Daily Office: Wednesday

i1008.jpg

¶ Matins: I wouldn’t have watched last evening’s presidential debate for less than a million dollars. A million dollars, invested in the right Madagascar Triple-A’s, would allow me to hold on to my rent-stabilized apartment for at least eighteen months. Happily, the Times assigned a dozen (!) journalists to the fun job of assessing the truthiness of the candidates’ claims. No need to submit one’s person to all that body English!

¶ Prime: I’ve just seen the instantly infamous “that one” clip, from last night’s debate. Ouch!

¶ Tierce: The press corps in Albany dwindles, with the closing of the Sun, to about forty reporters. That sounds like a lot, though, doesn’t it, to cover a climate notoriously afflicted with political lockjaw. The good old days in Byzantium seem more spontaneous by comparison.  

¶ Sext: Maybe what’s going to save us from the 1929 playbook will be the 1789 playbook! “After bailout, AIG sent executives to the spa.” (Thanks, George.)

Oremus…

§ Matins. It’s nice to know that Mr Obama exaggerates. He claims that 95% of American households would benefit from tax cuts, while the Tax Policy Center, a non-partisan organization (is that possible?) puts the number at 81%. Which changes everything….

§ Prime. The Ouch! part is that McCain’s apparently patronizing usage could be construed as a sign of familiar affection. Wildly inappropriate in a presidential debate, and the gentlemen are hardly drinking buddies. And don’t think that I’m trying to defend the Senator from Arizona! It’s a sign of his lack of control and his propensity to slip.

§ Tierce. Reporter Jeremy W Peters wonders,

This journalistic exodus raises questions about whether politicians and special interests in Albany — a place with tremendous power and a history of how that power can corrupt — will be given the scrutiny they merit.

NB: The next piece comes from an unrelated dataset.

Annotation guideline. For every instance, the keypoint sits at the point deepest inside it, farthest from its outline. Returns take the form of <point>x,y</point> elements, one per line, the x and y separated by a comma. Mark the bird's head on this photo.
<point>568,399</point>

But put the scandals to one side. The press have been utterly unable to assist in the repair of the thoroughly broken New York State government, which, until very recently, was in the hands of three office-holders (the Governor, the Speaker of the Assembly, and the Senate Majority Leader). If you weren’t one of these, you might just as well not show up. Scandalous conduct at least gave idle representatives something to chew on!

The old model of journalism is just about as broken, not because good stories don’t get reported but because the public isn’t paying attention. Reporters and the officials whom they cover have all but conspired to blanket their doings in Ambien.

§ Sext. Having grown up in it, I’ve often tried to tell people about the bubble in which the higher echelons of American corporate life live, with their families. It’s not so much a class thing as a convenience thing. Life was somewhat humbler when I was a boy, but the idea was the same: if there was a problem, someone “from the company” would take care of it. Believe me, you get used to that! 

Tacky as the AIG junket looks, it’s 100% business as usual. And don’t go thinking that these guys were having a good time! They were just having a well-moisturized bad time.